32
Hoy cumplo 32 años, ni más ni menos.
La idea no me encanta, hace tiempo que prefiero las temporadas a los años. Pero para no centrarme en que son muchos, en que el DNI no miente y que soy lo que en todas las sociedades y generaciones de la historia se conoce como un adulto hecho y derecho, y sobre todo en que este cumpleaños pone un clavo más en el ataúd de mi sueño de jugar en el Real Madrid, me ha dado por comenzar a elucubrar acerca de este número, que resuena a autobús Pavones - Benavente.
El 32 es como esa chica bonita, educada y discreta, que no llama la atención y se junta con otras dos más exuberantes y populares.

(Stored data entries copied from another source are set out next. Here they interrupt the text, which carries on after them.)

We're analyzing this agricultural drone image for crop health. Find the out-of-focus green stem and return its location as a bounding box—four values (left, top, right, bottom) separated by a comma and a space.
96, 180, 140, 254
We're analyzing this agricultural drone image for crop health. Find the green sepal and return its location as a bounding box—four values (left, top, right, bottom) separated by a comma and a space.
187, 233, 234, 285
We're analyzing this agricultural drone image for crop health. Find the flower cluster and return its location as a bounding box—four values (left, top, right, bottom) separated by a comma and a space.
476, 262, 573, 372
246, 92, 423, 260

El 31 es sinónimo de Nochevieja, de nómina, de alegría y de ilusión por lo nuevo. Y el 33 es preciosa iteración, tercio infinito, los años de Cristo y, crucemos los dedos, Fernando Alonso y su Aston Martin.
Sin embargo, yo me quedo con el 32. Número ingenieril, de tarjeta de memoria, construido por multiplicación de doses, como un equipo pequeño sacando un defensa detrás de otro para mantener el resultado. Y es que además, para los madridistas más viejos el 32 es un número lleno de carga emocional.

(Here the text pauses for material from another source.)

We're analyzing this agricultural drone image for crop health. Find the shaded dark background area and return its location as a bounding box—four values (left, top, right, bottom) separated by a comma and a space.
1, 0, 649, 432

Como lamentablemente algunos no sabréis a qué me refiero, os daré contexto: desde 1966 hasta 1998, el Real Madrid estuvo 32 años sin ganar la Copa de Europa. Sé que ahora que os cuesta recordar algún campeón que no sea el Madrid esto os parecerá mentira, pero es así. Y 32 años, aunque sean pocos si los comparamos con los 120 de sequía del Atlético, fueron una eternidad para el rey de reyes.

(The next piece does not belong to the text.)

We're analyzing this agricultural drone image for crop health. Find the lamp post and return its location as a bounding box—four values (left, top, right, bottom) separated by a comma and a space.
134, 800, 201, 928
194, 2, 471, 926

Yo pienso en clave futbolística de manera casi enfermiza, así que no puedo evitar comparar mis años con aquellos. Fueron (y han sido) tiempos felices y llenos de vida, sin lugar a dudas. Amancio, Pirri, Juanito, los vuelos sin motor de Santillana, noches salvajes de remontada en el Bernabéu… diversión, casticismo e identidad a raudales que iban sumando en nuestro carácter. Y pese a algún coqueteo puntual, la Copa de Europa no nos ocupaba ni nos preocupaba, parecía algo de otra época.
Y llegó la Quinta, con la clase infinita de Míchel y la sonrisa de niño travieso del Buitre. Y, ahí sí que sí, el madridismo empezó a soñar que todo era posible, a lomos de ese Bernabéu que seguía sumando en cada noche importante. Pero aunque teníamos los mejores mimbres, lo merecimos más que nadie y tuvimos más ganas que ninguno, el PSV y el Milán nos despertaron de golpe. En Tenerife acabamos de perder la inocencia, y la injusticia flagrante nos convirtió en carne de diván.
Pero el camino a la gloria llega cuando menos te lo esperas. Aunque vayas séptimo en liga y el vestuario sea ingobernable, aunque tus aficionados estén tan despistados que te tumben una portería y vivas en fuera de juego, el balón puede aparecer botando en el área pequeña en cualquier momento y sólo hay que estar en guardia, preparado para hacer que bese la red.
Por eso hay que fijarse en Pedja Mijatovic: apretar el gesto, mascar chicle y disimular las lesiones. Roberto Carlos puede centrar en cualquier momento, en cualquiera, y hay que adelantarse a la defensa rival.